1

I have a CSV file like below

COL1,COL2,COL3,COL4
3920,10163,"ST. PAUL, MN",TWIN CITIES

I want to read the file and split them outside double quotes WITHOUT using any external libraries. For example in the above CSV, we need to split them into 4 parts as
1. 3920
2. 10163
3. ST. PAUL, MN
4. TWIN CITIES

i tried using regex with folliwing code but never worked. I want to make this work using Groovy code. I tried different solutions given in Java. But couldnt achieve the solution.

NOTE : I dont want to use any external grails/Jars to make this work.

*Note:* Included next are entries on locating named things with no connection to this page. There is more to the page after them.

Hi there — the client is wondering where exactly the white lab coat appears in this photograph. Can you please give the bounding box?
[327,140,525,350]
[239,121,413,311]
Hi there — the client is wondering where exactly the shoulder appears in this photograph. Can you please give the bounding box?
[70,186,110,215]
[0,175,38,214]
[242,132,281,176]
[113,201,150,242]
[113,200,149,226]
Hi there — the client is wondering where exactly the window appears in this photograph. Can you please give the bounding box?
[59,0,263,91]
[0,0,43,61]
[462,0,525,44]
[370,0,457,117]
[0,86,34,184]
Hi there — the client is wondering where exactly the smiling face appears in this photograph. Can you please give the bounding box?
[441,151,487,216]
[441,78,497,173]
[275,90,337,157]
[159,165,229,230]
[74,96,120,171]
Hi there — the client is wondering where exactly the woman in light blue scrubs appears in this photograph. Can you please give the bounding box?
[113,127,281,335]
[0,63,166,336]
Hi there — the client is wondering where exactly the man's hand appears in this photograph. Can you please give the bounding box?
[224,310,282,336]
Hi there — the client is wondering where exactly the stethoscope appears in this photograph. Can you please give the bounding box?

def staticCSV = new File(staticMapping.csv")  
staticCSV.eachLine {line->
def parts = line.split(",(?=(?:[^\"]\"[^\"]\")[^\"]\${1})")
parts.each {
    println "${it}"
}
}
user1523153
  • 139
  • 3
  • 9
  • 1
    Any solution you get will be brittle. Just use an external library that does this right and is thoroughly tested – tim_yates Mar 17 '19 at 17:34
  • 1
    Possible duplicate of [Java: splitting a comma-separated string but ignoring commas in quotes](https://stackoverflow.com/questions/1757065/java-splitting-a-comma-separated-string-but-ignoring-commas-in-quotes) – Szymon Stepniak Mar 17 '19 at 18:55

2 Answers2

1

Got the solution :

def getcsvListofListFromFile( String fileName ) {
    def lol = [] 
    def r1 = r1 = ",(?=(?:[^\"]*\"[^\"]*\")*[^\"]*\$)"  

    try {
        def csvf =  new File(fileName)  ;
        csvf.eachLine { line ->
            def c1 = line.split(r1)  
            def c2 = [] 
            c1.each { e1 ->
                def s = e1.toString() ;
                s = s.replaceAll('^"', "").replaceAll('"\$', "") 
                c2.add(s)
            }
            lol.add(c2) ;
        }
        return (lol)  
    } catch (Exception e) {
        def eMsg = "Error Reading file [" + fileName + "] --- " + e.getMessage();
        throw new RuntimeException(eMsg) 
    }
}
user1523153
  • 139
  • 3
  • 9
0

Using a ready-made library is a better idea. But you certainly have your reasons. Here is an alternative solution to yours. It splits the lines with commas and reassembles the parts that originally belonged together (see multipart).

def content =
"""COL1,COL2,COL3,COL4
   3920,10163, "ST. PAUL, MN" ,TWIN CITIES
   3920,10163, "   ST. PAUL, MN " ,TWIN CITIES, ,"Bla,Bla, Bla" """  

content.eachLine {line ->
    def multiPart
    for (part in line.split(/,/)) {
        if (!part.trim()) continue         // for empty parts 
        if (part =~ /^\s*\"/) {            // beginning of a multipart
            multiPart = part
            continue
        } else if (part =~ /"\s*$/) {      // end of the multipart
            multiPart += "," + part
            println multiPart.replaceAll(/"/, "").trim()
            multiPart = null
            continue
        }        
        if (multiPart) {
            multiPart += "," + part
        } else {
            println part.trim()
        }        
    }
}

Output (You can copy the code directly into the GroovyConsole to run.

COL1
COL2
COL3
COL4
3920
10163
ST. PAUL, MN
TWIN CITIES
3920
10163
ST. PAUL, MN
TWIN CITIES
Bla,Bla, Bla